Der Chef des pakistanischen Ablegers der Taliban kommt 2009 durch einen Drohnenangriff ums Leben. Für die USA ist es ein militärischer Erfolg, ein Präzisionsschlag, Ausdruck technologischer Fähigkeit und US-amerikanischer Überlegenheit. Drohnen sind zum technisierten Symbol für den Krieg gegen den Terror geworden. Ein Krieg, der kein festgefügtes Schlachtfeld, keine territorialen Grenzen kennt.
Gezielte Tötungen sind längst keine Einzelfälle mehr, sondern Teil einer neuen Kriegsstrategie. Und Drohnen (Unmanned Aerial Vehicles, UAV) sind die passgenauen Werkzeuge dafür; insbesondere bewaffnete Drohnen, wie der MQ-1 Predator oder dessen Nachfolgemodell der MQ-9 Reaper (zu Deutsch: Sensenmann).

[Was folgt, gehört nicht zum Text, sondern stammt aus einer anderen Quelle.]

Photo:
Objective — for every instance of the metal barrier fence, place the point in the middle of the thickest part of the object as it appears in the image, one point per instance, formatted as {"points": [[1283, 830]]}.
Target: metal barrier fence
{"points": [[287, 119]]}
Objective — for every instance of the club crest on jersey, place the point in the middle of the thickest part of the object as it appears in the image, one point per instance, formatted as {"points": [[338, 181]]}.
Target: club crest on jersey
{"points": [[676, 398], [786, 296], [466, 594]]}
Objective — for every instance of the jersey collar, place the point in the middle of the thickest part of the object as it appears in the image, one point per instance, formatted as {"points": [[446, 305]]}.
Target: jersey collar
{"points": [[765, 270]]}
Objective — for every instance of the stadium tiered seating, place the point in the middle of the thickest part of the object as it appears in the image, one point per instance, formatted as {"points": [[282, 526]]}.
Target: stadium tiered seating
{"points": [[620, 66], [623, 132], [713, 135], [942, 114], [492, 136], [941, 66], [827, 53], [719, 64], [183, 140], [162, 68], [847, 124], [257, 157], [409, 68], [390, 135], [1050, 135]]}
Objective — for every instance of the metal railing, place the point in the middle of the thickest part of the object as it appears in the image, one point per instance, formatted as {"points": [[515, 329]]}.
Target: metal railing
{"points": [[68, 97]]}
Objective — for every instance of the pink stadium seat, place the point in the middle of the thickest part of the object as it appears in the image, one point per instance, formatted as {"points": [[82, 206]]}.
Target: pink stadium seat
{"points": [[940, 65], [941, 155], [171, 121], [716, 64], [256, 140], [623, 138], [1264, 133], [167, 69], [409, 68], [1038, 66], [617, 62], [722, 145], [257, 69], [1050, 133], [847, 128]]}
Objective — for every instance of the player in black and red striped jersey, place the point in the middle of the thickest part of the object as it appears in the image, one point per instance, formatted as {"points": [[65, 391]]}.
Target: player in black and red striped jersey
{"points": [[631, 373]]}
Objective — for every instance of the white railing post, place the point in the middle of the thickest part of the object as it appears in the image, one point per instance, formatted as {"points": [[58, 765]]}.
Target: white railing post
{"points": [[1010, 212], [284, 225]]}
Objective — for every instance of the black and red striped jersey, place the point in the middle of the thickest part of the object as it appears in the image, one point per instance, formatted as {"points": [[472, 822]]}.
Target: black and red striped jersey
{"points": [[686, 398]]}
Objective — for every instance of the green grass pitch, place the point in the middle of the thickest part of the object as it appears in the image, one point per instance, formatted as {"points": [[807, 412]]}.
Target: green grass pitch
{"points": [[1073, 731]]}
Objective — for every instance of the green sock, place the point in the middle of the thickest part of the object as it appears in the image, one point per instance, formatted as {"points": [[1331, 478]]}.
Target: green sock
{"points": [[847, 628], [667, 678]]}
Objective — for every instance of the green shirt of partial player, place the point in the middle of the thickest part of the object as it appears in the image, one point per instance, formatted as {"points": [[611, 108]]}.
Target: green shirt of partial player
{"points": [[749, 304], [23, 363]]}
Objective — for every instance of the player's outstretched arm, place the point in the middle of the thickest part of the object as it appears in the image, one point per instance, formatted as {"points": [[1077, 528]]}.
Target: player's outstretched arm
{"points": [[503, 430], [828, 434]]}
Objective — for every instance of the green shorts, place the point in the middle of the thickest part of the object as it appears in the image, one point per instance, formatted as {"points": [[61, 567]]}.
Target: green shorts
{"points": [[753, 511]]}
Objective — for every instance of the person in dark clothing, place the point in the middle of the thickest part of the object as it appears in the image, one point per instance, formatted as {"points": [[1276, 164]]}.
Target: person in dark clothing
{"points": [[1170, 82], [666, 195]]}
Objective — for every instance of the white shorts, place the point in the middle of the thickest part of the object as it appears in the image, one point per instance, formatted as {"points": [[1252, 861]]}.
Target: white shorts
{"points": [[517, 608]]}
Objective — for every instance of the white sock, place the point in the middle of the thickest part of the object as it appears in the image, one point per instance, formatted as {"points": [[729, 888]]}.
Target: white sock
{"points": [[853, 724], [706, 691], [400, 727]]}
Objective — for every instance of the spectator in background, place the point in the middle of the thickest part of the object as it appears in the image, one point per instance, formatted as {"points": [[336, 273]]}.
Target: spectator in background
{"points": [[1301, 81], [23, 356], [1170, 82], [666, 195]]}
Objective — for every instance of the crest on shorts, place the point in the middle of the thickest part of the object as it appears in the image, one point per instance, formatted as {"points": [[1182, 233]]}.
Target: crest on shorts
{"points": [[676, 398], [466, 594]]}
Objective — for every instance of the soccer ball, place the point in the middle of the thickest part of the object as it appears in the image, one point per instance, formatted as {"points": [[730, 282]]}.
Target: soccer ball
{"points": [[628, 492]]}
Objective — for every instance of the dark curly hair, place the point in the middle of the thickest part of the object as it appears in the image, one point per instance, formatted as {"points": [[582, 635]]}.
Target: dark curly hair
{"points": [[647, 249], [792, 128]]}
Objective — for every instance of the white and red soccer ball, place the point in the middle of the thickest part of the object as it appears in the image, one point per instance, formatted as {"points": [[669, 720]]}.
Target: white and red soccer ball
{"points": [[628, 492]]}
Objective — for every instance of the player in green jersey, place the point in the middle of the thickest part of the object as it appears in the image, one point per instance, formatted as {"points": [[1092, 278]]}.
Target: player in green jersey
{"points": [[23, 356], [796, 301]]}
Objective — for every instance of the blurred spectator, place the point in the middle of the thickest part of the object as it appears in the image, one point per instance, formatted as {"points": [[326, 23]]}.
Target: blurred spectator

Jeder Predator oder Reaper ist mit hochauflösenden Kameras bestückt, die gestochen scharfe Bilder liefern. Beladen mit Hellfire-Raketen und lasergesteuerten Bomben kreisen sie über Afghanistan und Pakistan, Irak, Jemen und Somalia sowie Libyen. Gesteuert werden sie von amerikanischem Boden aus mittels Joystick von jeweils einem Piloten und einem Aufklärungsoffizier, der Sensorik, Radar und Kameras bedient. Von sieben Luftwaffenbasen in den USA lenken Kampfpiloten etwa 160 Drohnen der Typen Predator und Reaper sowie eine große Zahl unbewaffneter Aufklärungsdrohnen. 40 Maschinen sind ständig in der Luft – 24 Stunden, sieben Tage die Woche.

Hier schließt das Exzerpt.